Martin explains that getting the food services team involved early helps secure buy-in. “They understand the impact they’re having by making these changes in their workflow, and that is really important to them,” she says. “They know that they’re making a difference.”
“The benefits are priceless,” Leitner agrees. “I see hundreds of meals go into peoples’ hungry stomachs rather than in the trash.” In the five months since the launch of Marian Regional’s food recovery initiative, those donations have amounted to 1,952 pounds of food, 1,627 meals and more than 4,000 pounds of diverted carbon dioxide (CO2).

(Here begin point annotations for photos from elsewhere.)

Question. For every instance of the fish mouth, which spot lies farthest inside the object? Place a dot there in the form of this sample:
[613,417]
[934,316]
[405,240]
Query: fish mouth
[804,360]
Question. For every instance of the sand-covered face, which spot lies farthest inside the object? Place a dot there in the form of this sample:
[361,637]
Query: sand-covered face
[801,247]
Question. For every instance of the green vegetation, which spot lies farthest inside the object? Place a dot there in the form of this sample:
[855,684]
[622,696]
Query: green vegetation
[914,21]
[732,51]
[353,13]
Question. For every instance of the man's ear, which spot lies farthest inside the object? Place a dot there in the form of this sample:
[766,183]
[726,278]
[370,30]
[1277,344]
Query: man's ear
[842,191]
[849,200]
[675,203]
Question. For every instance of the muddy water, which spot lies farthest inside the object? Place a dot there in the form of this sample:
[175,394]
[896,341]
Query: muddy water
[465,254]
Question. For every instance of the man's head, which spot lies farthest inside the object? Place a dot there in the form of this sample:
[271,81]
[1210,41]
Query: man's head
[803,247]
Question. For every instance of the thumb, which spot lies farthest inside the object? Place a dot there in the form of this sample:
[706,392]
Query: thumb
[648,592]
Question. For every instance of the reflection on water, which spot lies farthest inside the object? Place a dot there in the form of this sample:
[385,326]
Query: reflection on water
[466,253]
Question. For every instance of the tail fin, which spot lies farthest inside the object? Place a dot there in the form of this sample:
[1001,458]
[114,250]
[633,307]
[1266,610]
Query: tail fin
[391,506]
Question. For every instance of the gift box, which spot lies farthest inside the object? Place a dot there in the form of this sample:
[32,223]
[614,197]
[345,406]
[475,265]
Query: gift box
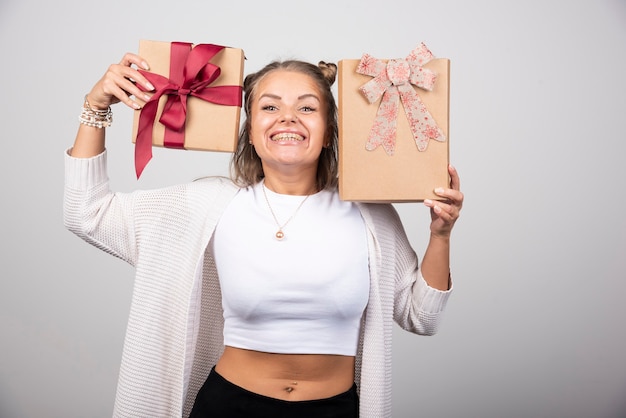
[393,127]
[197,99]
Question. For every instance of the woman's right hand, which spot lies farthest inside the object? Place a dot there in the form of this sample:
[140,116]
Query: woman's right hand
[119,84]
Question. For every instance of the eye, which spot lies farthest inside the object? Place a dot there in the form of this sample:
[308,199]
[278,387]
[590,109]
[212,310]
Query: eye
[308,109]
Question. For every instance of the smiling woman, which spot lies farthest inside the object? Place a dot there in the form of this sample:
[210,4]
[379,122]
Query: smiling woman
[313,101]
[285,300]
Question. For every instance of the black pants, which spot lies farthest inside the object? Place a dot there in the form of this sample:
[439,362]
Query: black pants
[219,398]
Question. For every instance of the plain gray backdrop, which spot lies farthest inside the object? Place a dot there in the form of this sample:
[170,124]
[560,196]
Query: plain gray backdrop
[538,119]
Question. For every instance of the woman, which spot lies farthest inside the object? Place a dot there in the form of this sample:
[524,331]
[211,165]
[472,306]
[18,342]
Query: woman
[270,285]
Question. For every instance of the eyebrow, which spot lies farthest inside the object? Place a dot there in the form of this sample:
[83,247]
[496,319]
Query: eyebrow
[277,97]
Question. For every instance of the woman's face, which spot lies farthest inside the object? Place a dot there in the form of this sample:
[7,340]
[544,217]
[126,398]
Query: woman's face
[287,121]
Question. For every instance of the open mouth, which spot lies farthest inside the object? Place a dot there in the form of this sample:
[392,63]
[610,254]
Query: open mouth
[287,137]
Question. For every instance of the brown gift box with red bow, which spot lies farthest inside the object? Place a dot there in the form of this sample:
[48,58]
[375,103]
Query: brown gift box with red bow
[208,126]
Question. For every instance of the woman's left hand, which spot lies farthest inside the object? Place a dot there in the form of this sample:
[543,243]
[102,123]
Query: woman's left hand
[445,213]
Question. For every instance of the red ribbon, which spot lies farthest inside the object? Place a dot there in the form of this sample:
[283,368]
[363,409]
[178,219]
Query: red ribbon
[191,74]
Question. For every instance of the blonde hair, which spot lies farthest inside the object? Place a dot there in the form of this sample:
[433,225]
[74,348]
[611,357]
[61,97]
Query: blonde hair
[246,167]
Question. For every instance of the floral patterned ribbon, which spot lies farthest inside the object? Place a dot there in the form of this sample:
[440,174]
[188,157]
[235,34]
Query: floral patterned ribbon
[191,74]
[393,80]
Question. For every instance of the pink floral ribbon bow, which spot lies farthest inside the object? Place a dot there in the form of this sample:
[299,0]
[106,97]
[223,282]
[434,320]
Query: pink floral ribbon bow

In 2023, Sutter Health’s facilities delivered 82,300 pounds of food for 68,600 meals across the Bay Area and Sacramento Valley. In diverting this food from landfills, the system kept 253,400 pounds of CO2 emissions out of the atmosphere.
Food donations are the most impactful strategy for reducing food waste, but not all waste can be donated for human consumption. That’s why UC San Diego Health also donates approximately 40,000 pounds of pre-consumer organic waste each month — things like broccoli stems and carrot and berry tops — to a company that uses it as hog feed. Post-consumer waste is composted, where organic waste can break down in an oxygen-rich process that is methane-free.